Analyst · Northland.

So when we started, as you said, we started in the foundry. The first think we did back in 2009 when we started building the system, as we used Cassandra as the data base. It’s a very scalable data base. It’s on Facebook used and put out there. And we use as our analytics platform R, you probably saw this last quarter that IBM announced its commercial – its supporting Spark, which is really the combination of Cassandra and R for machine learning and data mining and this came out Berkley. We've been building on that platform since 2009. So we feel very well aligned with the direction. The overall big data analytics is going. The chip industry used to be really the most innovative place on process control and you know, to be candid, analytics in the chip industry in the stone age, relative to what you see in the internet companies in community. So we really addressed it on that, starting back in 2009. Our vision is when you look at the industry it is disaggregated in companies. But the technical problem is re aggregating even more tightly. And that’s why this automotive customer is kind of important. The automotive customers see a tremendous reliability in RNA problem because the electronic content is going away up. This is often due to changes in the consumables way back upstream in the front end of the factory, the wafer factories. Having that information together from a control standpoint not just the diagnostic standpoint, really its first order problem for fabless and IDMs and foundries play role on this too. And then understanding the micro structure that drives that variability is our critical [indiscernible] So DSI gives you the kind of the information on the micro structure basis. These wafers we're measuring conventional SOC will measure something like 10 billion on chip instruments per wafer. So, tremendous amount of information of many different lab styles. So really this why the SaaS part is very important. We believe there is value for the industry to host that data from the most front end to all the way through the back end and assembly, to a lot of the fabless customers to understand the relationship between all of those changes and their product and eventual RNAs.

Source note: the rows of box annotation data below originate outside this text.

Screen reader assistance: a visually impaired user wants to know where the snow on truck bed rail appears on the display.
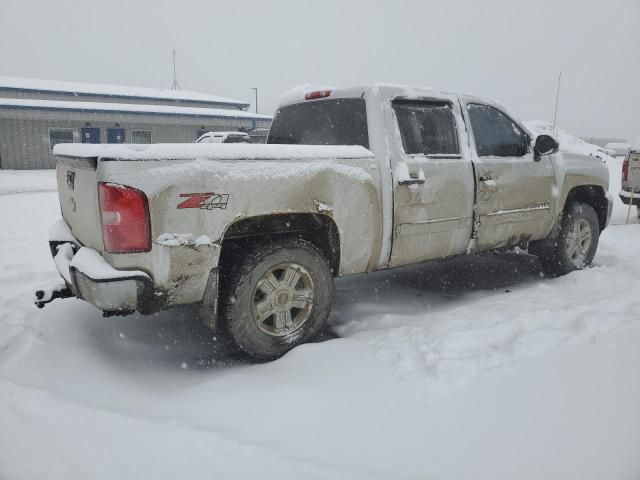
[53,143,373,160]
[0,76,249,107]
[0,97,272,120]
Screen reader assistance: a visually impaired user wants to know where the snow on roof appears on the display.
[0,98,272,120]
[0,75,249,108]
[53,143,373,160]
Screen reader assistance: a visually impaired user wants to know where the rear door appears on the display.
[387,95,474,266]
[463,100,554,250]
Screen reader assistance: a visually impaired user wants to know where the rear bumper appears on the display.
[49,220,166,315]
[619,190,640,205]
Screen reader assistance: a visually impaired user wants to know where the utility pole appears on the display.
[251,87,258,114]
[553,72,562,135]
[171,50,182,90]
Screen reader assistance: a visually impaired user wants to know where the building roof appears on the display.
[0,75,249,108]
[0,98,272,120]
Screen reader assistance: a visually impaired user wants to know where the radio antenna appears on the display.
[171,50,182,90]
[553,72,562,135]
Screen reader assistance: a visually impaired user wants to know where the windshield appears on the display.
[267,98,369,148]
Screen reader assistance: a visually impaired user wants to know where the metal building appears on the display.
[0,76,271,169]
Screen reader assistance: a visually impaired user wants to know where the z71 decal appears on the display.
[177,192,229,210]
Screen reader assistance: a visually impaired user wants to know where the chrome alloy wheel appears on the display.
[251,263,314,337]
[564,218,592,267]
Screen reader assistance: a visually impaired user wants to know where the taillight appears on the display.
[98,182,151,253]
[304,90,331,100]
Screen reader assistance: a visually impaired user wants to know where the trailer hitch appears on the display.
[33,282,75,308]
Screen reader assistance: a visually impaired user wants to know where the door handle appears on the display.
[478,176,498,192]
[398,178,426,185]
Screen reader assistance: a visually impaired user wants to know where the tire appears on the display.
[539,202,600,276]
[220,239,333,361]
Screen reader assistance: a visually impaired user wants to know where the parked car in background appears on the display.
[196,132,251,143]
[604,142,631,157]
[620,142,640,217]
[36,85,612,359]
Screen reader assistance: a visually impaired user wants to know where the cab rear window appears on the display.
[393,100,460,155]
[267,98,369,148]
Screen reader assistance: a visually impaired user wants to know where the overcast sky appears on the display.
[0,0,640,139]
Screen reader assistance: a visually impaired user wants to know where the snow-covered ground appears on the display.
[0,159,640,480]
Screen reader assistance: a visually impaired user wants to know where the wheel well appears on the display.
[220,213,340,276]
[564,185,609,231]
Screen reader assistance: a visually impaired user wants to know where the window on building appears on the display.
[49,128,73,150]
[393,100,460,155]
[467,103,529,157]
[131,130,151,143]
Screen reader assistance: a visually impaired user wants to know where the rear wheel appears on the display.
[220,239,333,360]
[538,203,600,275]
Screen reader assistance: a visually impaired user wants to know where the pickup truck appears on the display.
[619,144,640,220]
[36,85,612,360]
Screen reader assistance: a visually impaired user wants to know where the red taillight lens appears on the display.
[622,158,629,182]
[304,90,331,100]
[98,182,151,253]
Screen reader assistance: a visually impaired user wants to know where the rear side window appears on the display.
[267,98,369,148]
[393,100,460,155]
[467,103,529,157]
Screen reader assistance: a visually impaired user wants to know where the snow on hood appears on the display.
[523,120,611,160]
[53,143,373,160]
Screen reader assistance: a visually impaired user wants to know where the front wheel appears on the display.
[539,202,600,275]
[220,239,333,360]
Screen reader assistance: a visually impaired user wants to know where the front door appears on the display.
[465,101,554,250]
[107,128,124,143]
[387,95,474,266]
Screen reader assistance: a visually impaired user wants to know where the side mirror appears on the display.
[533,135,560,158]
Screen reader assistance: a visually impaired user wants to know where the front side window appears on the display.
[267,98,369,148]
[49,128,73,150]
[393,100,460,155]
[131,130,151,143]
[467,103,529,157]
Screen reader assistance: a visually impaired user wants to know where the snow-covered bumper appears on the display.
[35,221,158,315]
[619,190,640,205]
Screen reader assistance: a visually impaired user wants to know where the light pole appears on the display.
[251,87,258,114]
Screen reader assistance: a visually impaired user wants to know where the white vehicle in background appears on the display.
[620,142,640,217]
[604,142,631,157]
[195,132,251,143]
[36,85,612,359]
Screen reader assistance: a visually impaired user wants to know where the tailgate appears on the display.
[56,157,103,252]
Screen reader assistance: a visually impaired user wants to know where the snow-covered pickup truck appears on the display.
[36,86,611,359]
[620,145,640,217]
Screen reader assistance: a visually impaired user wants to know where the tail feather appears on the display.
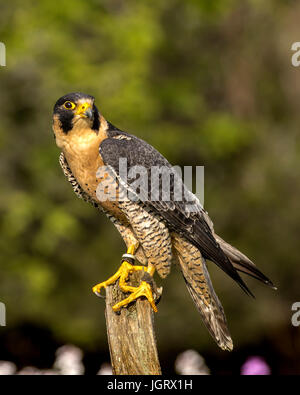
[173,237,233,351]
[214,234,277,289]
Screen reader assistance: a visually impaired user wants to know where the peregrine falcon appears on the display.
[53,93,275,350]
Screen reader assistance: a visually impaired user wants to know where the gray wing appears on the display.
[99,128,253,296]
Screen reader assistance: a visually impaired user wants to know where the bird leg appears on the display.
[93,245,157,312]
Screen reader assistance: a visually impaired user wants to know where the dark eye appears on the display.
[64,101,76,110]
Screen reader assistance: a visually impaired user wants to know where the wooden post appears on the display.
[105,273,161,375]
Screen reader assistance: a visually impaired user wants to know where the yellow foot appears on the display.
[112,281,157,313]
[93,246,157,312]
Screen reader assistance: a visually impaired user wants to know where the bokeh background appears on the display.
[0,0,300,374]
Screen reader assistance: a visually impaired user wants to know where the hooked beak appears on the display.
[75,103,93,119]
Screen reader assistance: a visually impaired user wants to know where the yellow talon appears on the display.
[93,246,157,312]
[112,281,157,313]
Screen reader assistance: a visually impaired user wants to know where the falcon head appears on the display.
[53,92,100,135]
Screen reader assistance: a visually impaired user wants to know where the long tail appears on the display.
[173,235,233,351]
[214,234,277,289]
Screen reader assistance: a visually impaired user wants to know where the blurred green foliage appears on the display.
[0,0,300,372]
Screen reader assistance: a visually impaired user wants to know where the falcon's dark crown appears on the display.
[53,92,100,134]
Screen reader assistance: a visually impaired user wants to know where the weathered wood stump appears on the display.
[105,272,161,375]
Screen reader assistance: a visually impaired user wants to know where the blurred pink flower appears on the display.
[241,356,271,376]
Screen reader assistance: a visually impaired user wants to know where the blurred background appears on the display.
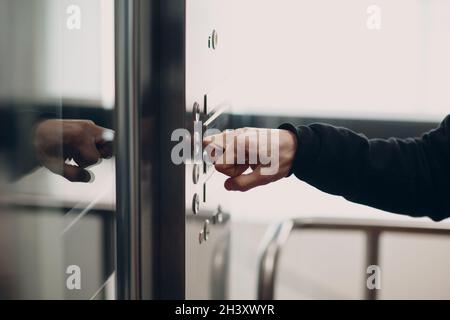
[0,0,450,299]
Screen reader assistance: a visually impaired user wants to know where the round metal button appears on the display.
[203,220,210,241]
[211,30,219,50]
[192,193,200,214]
[192,102,200,121]
[192,164,200,184]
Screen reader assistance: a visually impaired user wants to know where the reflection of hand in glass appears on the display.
[34,120,113,182]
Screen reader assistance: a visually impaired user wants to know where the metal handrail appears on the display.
[258,218,450,300]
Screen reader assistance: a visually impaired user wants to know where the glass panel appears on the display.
[0,0,115,299]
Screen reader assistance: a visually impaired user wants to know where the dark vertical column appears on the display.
[157,0,186,299]
[115,0,141,300]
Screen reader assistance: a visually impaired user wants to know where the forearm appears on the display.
[284,118,450,220]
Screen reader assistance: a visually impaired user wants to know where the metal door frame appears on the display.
[115,0,185,300]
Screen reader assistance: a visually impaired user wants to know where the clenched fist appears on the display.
[203,128,297,191]
[34,120,113,182]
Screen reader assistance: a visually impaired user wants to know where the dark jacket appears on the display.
[281,116,450,221]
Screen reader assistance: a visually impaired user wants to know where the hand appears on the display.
[34,120,113,182]
[203,128,297,191]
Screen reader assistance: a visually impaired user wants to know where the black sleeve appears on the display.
[280,116,450,221]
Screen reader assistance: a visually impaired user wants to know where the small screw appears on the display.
[202,220,210,241]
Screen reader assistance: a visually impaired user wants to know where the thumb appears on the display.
[225,167,271,192]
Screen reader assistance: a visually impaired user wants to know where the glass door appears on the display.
[0,0,116,299]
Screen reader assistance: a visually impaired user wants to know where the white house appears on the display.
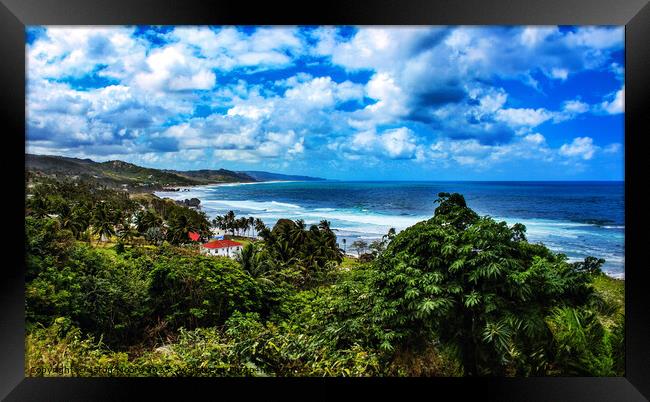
[201,240,243,258]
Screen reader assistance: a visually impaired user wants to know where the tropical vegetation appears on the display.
[25,177,624,376]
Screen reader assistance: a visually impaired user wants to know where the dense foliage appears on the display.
[25,181,624,376]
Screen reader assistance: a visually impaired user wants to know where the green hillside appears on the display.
[25,154,256,191]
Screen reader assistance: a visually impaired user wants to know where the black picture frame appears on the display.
[0,0,650,401]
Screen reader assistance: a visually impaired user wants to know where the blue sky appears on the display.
[26,26,625,180]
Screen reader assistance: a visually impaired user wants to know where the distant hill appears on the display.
[237,170,326,181]
[25,154,256,191]
[25,154,324,191]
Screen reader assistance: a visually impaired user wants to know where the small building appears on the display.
[201,240,243,258]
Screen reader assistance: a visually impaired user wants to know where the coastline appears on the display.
[152,180,625,280]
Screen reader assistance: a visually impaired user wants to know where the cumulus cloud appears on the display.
[26,26,624,176]
[600,86,625,114]
[560,137,597,160]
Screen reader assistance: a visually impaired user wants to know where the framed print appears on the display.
[0,0,650,401]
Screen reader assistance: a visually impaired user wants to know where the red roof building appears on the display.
[203,240,242,248]
[201,240,244,258]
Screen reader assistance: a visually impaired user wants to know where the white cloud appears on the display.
[381,127,416,159]
[600,86,625,114]
[495,108,553,127]
[560,137,598,160]
[562,99,589,114]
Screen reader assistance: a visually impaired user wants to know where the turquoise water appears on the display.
[157,181,625,277]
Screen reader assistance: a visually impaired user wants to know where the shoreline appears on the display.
[150,180,625,281]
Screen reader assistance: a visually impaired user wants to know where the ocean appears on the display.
[156,180,625,278]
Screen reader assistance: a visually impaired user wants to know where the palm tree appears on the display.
[224,211,237,236]
[117,219,138,244]
[289,219,307,247]
[254,218,266,237]
[92,202,115,241]
[167,214,196,244]
[58,204,83,237]
[352,240,368,256]
[144,226,165,246]
[236,216,248,239]
[30,195,49,219]
[248,216,255,237]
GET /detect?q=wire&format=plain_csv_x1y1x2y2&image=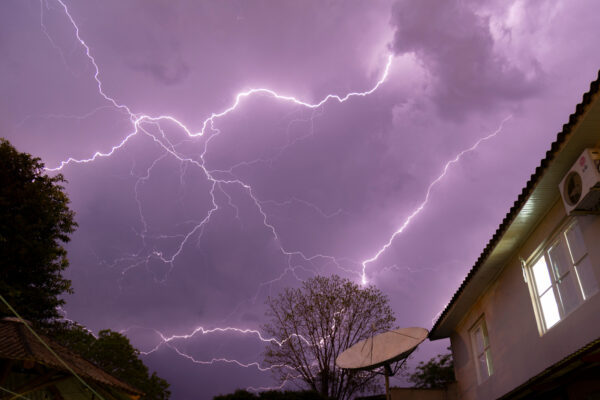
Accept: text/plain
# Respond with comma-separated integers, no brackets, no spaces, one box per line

0,294,105,400
0,386,31,400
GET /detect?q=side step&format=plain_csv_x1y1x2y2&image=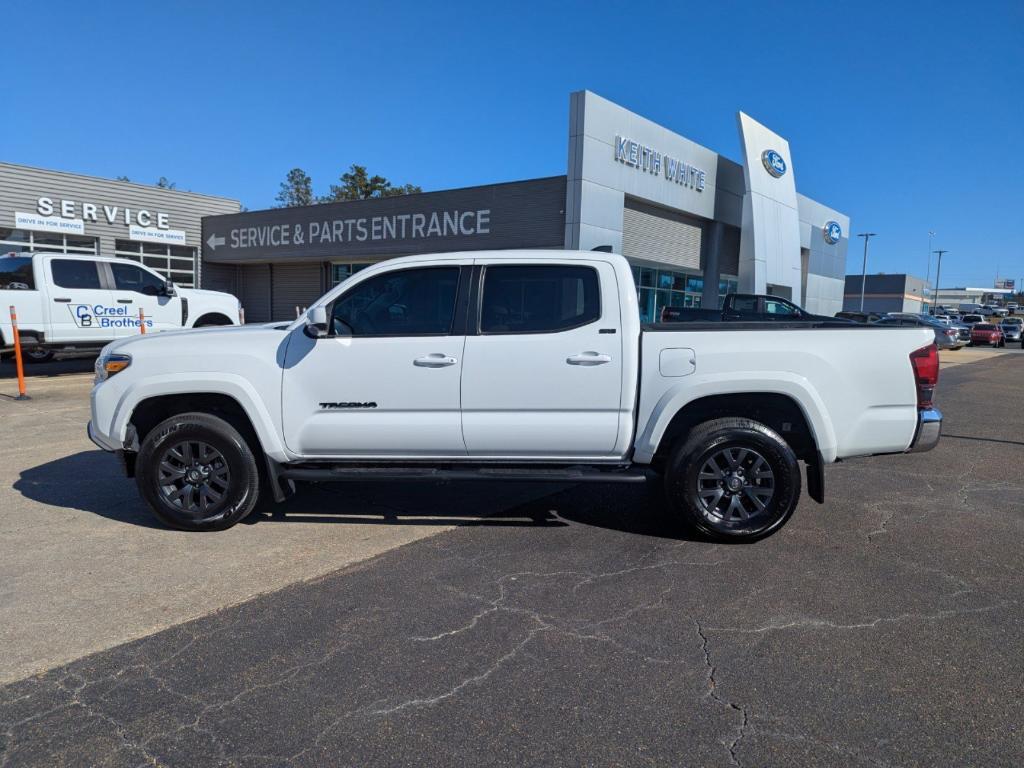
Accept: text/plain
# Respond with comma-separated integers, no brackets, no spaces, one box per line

279,464,653,483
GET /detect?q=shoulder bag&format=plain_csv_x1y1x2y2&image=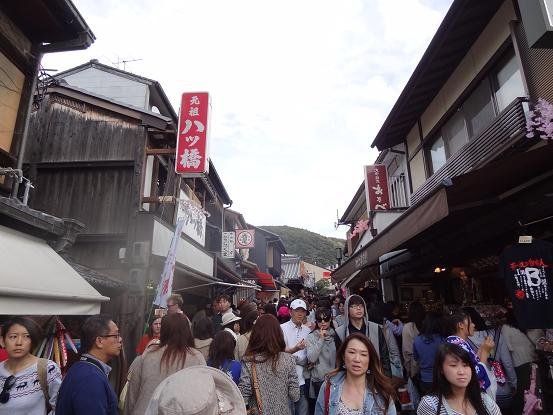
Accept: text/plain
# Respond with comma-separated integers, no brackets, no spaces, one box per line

325,380,330,415
489,326,507,385
36,358,52,414
247,361,263,415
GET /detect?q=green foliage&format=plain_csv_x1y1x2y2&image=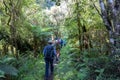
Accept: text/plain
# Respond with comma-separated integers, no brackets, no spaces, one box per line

0,56,18,78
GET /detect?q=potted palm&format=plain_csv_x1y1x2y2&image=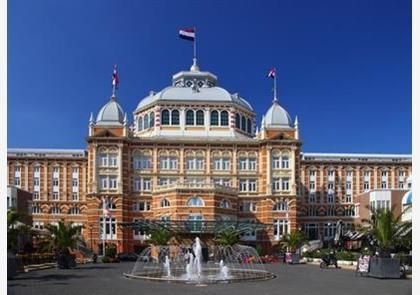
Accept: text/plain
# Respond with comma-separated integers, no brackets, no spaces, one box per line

363,208,412,278
281,230,306,264
43,220,82,268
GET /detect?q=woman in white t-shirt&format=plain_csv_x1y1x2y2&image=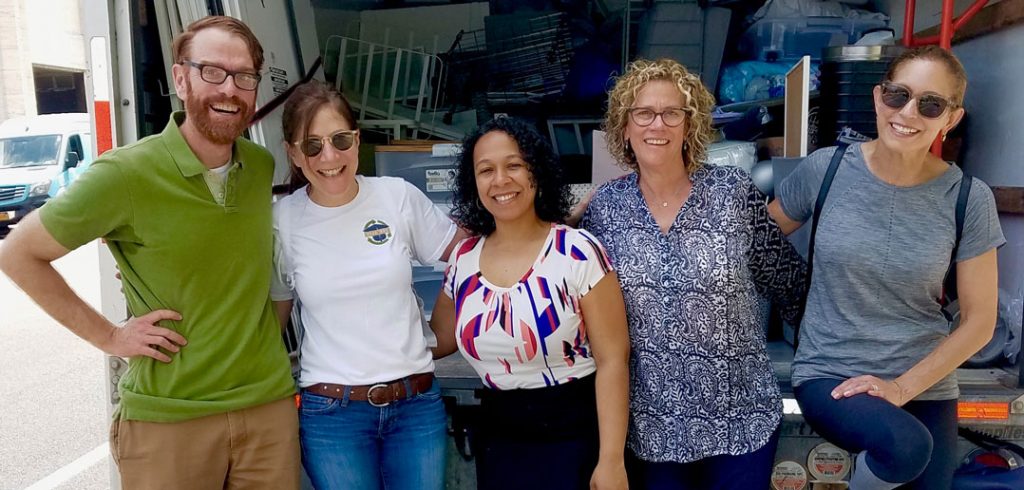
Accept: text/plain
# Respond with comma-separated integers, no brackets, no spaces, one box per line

271,81,465,490
431,118,629,490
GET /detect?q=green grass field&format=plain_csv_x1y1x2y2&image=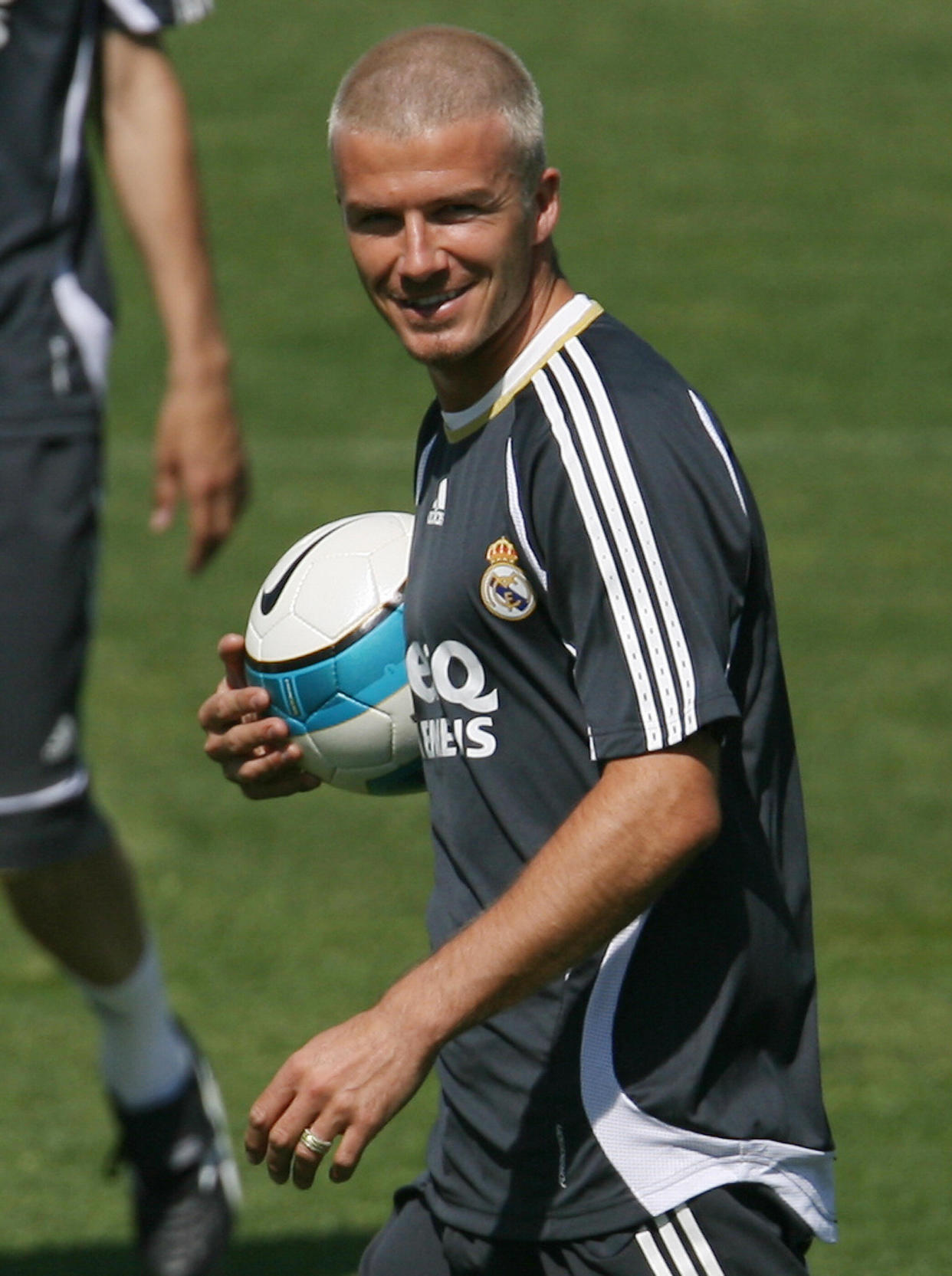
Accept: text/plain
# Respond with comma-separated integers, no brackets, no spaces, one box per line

So it’s more than just yield. And how we monetize that really is on the throughput information and the volume that gets pushed through this. So this always be on volume based business models because really the application scales with volume.

Gus Richard

Analyst · Northland.

Got it. And the primary customer big [ph] data is going to be the 10 OEM and the fabless guy?

John Kibarian

Analyst · Northland.

We believe it is, we – of course we see a lot of applications inside and the fabs want to be able to do more and more to control or deliver value to the customers. But ultimately when you look at the automotive companies, when they have a problem they turn back on to the chip supplier, right. So the fabless entities need to manage this, and if you look at the mergers that are going on in the fabless companies these days, these all about manufacturing scale and they've got now tremendous scale and they need to have more updated ways of managing the volumes of data that they are going to push through particularly if you believe in internet of things and the volumes it represent.

Gus Richard

Analyst · Northland.

Got it. All right. It’s very helpful. Thank you so much,.

John Kibarian

Analyst · Northland.

Thank you.

Operator

Operator

At this time there are no more questions.

John Kibarian

Analyst

Thank you, everyone for attending today's meeting. We look forward to talking to you again.